Prove that a continuous function $f:\mathbb{R}\rightarrow\mathbb{R}$ which has horizontal asymptotes has a point $c$ such that $f(c) = c$.

Question

Let $f:\mathbb{R} \rightarrow \mathbb{R}$ be a continuous function.
The function $f$ has horizontal asymptotes to $+\infty$ and to
$-\infty$. Prove that there $\exists$ $c \in \mathbb{R}$ such that
$f(c) = c$.

I don't see how I could prove this. I really like this quote:

"One should never try to prove something that is not almost obvious." – Alexander Grothendieck

Well, what is asked of me to prove does not seem obvious at all. I mean, all we have is continuity and horizontal asymptotes. So we know that the functions is defined and continuous on the set $\mathbb{R}$ and we also know:

$$\lim_{x \to \infty} f(x) \ne \pm \infty$$

$$\lim_{x \to -\infty} f(x) \ne \pm \infty$$

The above is because if the $2$ limits would be $\pm \infty$, then we wouldn't have a horizontal asymptote in that direction, we'd have a slant asymptote or no asymptote at all.

That's all we have. Given so little information, it doesn't seem obvious to me that we have at least one point $c \in \mathbb{R}$ such that the relation $f(c) = c$ is true.

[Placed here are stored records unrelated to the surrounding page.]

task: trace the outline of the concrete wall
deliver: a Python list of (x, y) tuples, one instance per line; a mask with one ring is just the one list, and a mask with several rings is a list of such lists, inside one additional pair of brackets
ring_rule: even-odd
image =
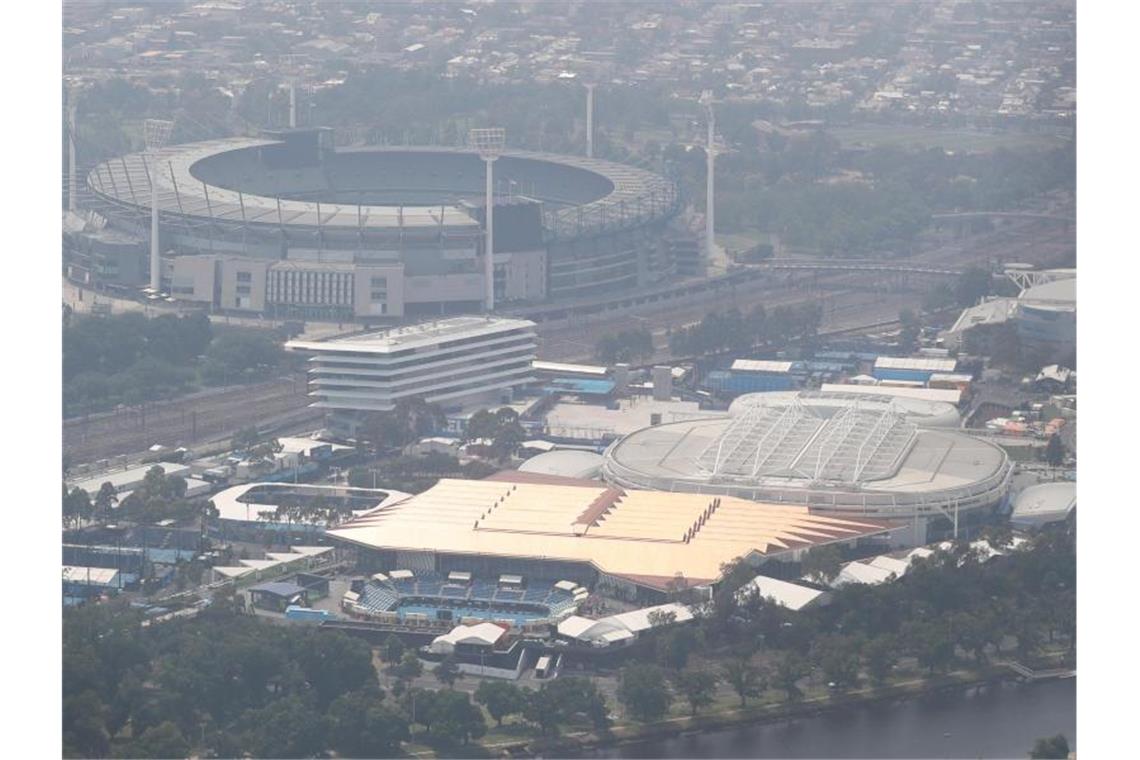
[(218, 256), (177, 256), (171, 275), (171, 295), (179, 301), (214, 303)]
[[(357, 267), (352, 302), (357, 317), (404, 316), (404, 264), (388, 267)], [(386, 287), (372, 287), (373, 277), (388, 280)], [(386, 293), (384, 301), (373, 301), (373, 293)], [(383, 304), (383, 308), (381, 305)]]
[[(496, 254), (496, 263), (499, 255)], [(546, 251), (519, 251), (506, 260), (507, 301), (542, 301), (546, 297)]]
[[(264, 311), (266, 278), (271, 261), (255, 259), (222, 259), (221, 303), (227, 311)], [(243, 273), (249, 273), (249, 280), (239, 281)]]

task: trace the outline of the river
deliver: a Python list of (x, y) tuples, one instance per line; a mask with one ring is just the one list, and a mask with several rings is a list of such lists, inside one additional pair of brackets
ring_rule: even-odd
[(1076, 679), (994, 684), (812, 718), (606, 747), (593, 758), (1025, 758), (1036, 738), (1076, 749)]

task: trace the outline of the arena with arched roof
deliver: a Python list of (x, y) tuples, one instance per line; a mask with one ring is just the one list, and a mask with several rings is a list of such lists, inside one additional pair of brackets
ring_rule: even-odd
[(895, 540), (914, 545), (985, 520), (1009, 491), (1000, 447), (926, 427), (931, 415), (890, 398), (755, 394), (733, 412), (626, 435), (606, 450), (602, 475), (624, 488), (751, 499), (759, 509), (803, 505), (897, 522), (907, 530)]

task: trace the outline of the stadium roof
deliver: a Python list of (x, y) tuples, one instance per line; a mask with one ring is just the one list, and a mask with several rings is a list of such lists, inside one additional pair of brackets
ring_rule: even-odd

So, how could I prove this statement, and more importantly, how can I see and understand that the statement has to be true?

Answer 1

Let $g(x)=f(x)-x$. Since

• $g$ is continuous;
• $\lim_{x\to\infty}g(x)=-\infty$;
• $\lim_{x\to-\infty}g(x)=\infty$,

there is, by the intermediate value theorem, some $c\in\mathbb R$ such that $g(c)=0$. But $g(c)=0\iff f(c)=c$.